Tel ne saurait être notre point de vue. Si la raison d’un portrait consiste dans la fidélité au modèle, le premier devoir du peintre est de le faire poser de face et dans son atmosphère. Et comment se flatter de respecter dans Pascal l’intégrité de la personne morale lorsque, pour des motifs dogmatiques sans rapport avec la réalité de l’histoire, on refuse d’envisager Louis de Montalte à titre de médiateur entre Amos Dettonville et Salomon de Tultie ? On risque alors de n’avoir plus devant les yeux que l’image illusoire et dérisoire d’un Blaise Pascal tellement « abêti » par l’ascétisme qu’il serait resté plusieurs années sans rien comprendre aux hommes dont il partageait et dont il défendait la foi, sans soupçonner aucun de leurs sentiments effectifs envers l’Église et envers la chrétienté. Pascal, dans sa vie et dans sa mort, a professé assurément une soumission d’enfant à l’égard des autorités légitimes ; mais c’est par ce trait même qu’il s’est montré le plus sincèrement, le plus étroitement, le plus intimement, attaché à Port-Royal. Car pourquoi les Religieuses et les Solitaires ont-ils été si longtemps persécutés, pourquoi leur mémoire est-elle encore en butte à tant de calomnies, sinon parce qu’ils ont persisté dans une humble acceptation de la discipline ecclésiastique, dont ils ont seulement voulu, eux et comme Pascal, n’avoir pas à séparer le respect scrupuleux de la conscience et de la vérité ? Le XVIIe siècle a multiplié vainement les tentatives pour les transformer en Jansénistes malgré eux ; il est douteux que le XXe siècle réussisse à travestir Pascal en Anti-Port-Royaliste malgré soi.

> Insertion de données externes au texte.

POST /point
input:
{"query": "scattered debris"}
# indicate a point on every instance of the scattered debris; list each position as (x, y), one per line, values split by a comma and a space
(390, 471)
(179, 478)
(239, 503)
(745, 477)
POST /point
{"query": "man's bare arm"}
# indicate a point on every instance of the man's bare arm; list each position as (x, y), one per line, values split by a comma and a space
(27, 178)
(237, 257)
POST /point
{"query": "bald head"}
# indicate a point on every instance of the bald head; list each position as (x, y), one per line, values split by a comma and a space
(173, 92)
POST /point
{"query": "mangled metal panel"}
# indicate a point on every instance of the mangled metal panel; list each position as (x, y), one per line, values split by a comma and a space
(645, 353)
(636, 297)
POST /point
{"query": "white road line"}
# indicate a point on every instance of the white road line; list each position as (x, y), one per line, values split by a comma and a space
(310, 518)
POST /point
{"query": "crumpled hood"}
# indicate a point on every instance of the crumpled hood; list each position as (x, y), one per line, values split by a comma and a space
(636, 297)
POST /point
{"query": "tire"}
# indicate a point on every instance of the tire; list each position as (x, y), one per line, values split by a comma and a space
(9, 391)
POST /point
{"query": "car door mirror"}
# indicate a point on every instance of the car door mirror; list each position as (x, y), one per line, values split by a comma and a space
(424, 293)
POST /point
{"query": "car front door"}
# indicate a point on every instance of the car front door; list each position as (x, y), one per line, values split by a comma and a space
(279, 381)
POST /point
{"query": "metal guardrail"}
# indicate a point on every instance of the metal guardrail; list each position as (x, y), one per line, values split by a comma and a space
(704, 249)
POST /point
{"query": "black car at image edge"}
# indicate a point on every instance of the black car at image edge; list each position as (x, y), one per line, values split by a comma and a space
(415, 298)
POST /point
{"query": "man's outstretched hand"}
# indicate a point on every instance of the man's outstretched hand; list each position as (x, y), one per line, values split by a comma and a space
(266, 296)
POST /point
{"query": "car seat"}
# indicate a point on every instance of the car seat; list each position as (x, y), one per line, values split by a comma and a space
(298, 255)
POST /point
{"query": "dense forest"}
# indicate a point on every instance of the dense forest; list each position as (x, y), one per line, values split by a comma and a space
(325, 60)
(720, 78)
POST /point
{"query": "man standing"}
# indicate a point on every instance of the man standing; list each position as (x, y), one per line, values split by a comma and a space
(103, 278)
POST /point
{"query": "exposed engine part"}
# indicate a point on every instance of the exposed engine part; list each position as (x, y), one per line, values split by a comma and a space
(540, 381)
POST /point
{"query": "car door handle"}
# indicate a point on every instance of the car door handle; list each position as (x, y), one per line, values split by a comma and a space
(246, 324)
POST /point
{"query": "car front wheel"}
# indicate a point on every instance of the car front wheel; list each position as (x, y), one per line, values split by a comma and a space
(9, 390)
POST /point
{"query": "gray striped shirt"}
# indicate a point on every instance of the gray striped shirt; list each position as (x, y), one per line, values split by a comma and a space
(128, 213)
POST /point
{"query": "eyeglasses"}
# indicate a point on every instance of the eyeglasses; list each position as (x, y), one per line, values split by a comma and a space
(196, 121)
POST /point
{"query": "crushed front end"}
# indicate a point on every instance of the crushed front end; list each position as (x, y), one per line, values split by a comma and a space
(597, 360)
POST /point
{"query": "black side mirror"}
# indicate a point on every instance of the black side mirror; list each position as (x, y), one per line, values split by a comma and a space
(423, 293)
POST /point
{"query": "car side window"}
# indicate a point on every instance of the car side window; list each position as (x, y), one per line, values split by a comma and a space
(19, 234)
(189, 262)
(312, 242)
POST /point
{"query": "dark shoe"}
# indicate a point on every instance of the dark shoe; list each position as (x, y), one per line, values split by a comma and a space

Pas plus que nous ne comprendrions tout à fait l’ordre de la pensée pascalienne si nous ne nous efforcions d’en appuyer l’interprétation à la carrière du savant, nous ne serions assurés d’en bien saisir l’inspiration si nous laissions se voiler la lumière du miracle décisif : la manifestation de la puissance divine à Port-Royal de Paris, qui termine, objectivement et souverainement, la querelle des Provinciales, qui suscite l’entreprise de l’Apologie. Cette liaison étroite entre les diverses parties de l’œuvre est étudiée, de points différents, dans les chapitres intitulés : Finesse et Géométrie, l’Expérience religieuse de Pascal, la Solitude de Pascal. Ils ont eu pour occasion les conférences ou communications par lesquelles l’Académie du Sciences morales et politiques, l’Institut des Hautes-Études à Bruxelles, Le Club français de l’Université de Cambridge, la Société Les Études de Lettres à Lausanne, se sont associés et ont bien voulu nous associer à la commémoration de Pascal. Nous avons eu à cœur d’y faire apercevoir comment l’universalité de l’hommage rendu à Pascal, chez nous et dans le monde, avait sa raison dans l’unité d’un génie véritablement universel. Il arrive, en effet, que certaine hommes sont doués d’un certain génie, correspondant au développement extraordinaire d’une « faculté maîtresse » nettement définie, à l’impérieux appel d’une vocation bien déterminée. Mais à d’autres il est donné d’incarner le génie lui-même, parce qu’ils semblent défier la théorie des facultés, planer au-dessus de toute classification. D’eux, on ne peut pas dire qu’ils sont ceci ou cela ; ils sont ceci et cela, dominant toute matière à laquelle il leur a plu de s’appliquer, y imprimant, pour la durée des temps, la trace de leur passage. A l’un des premiers rangs, dans cette famille supérieure, il y a Blaise Pascal.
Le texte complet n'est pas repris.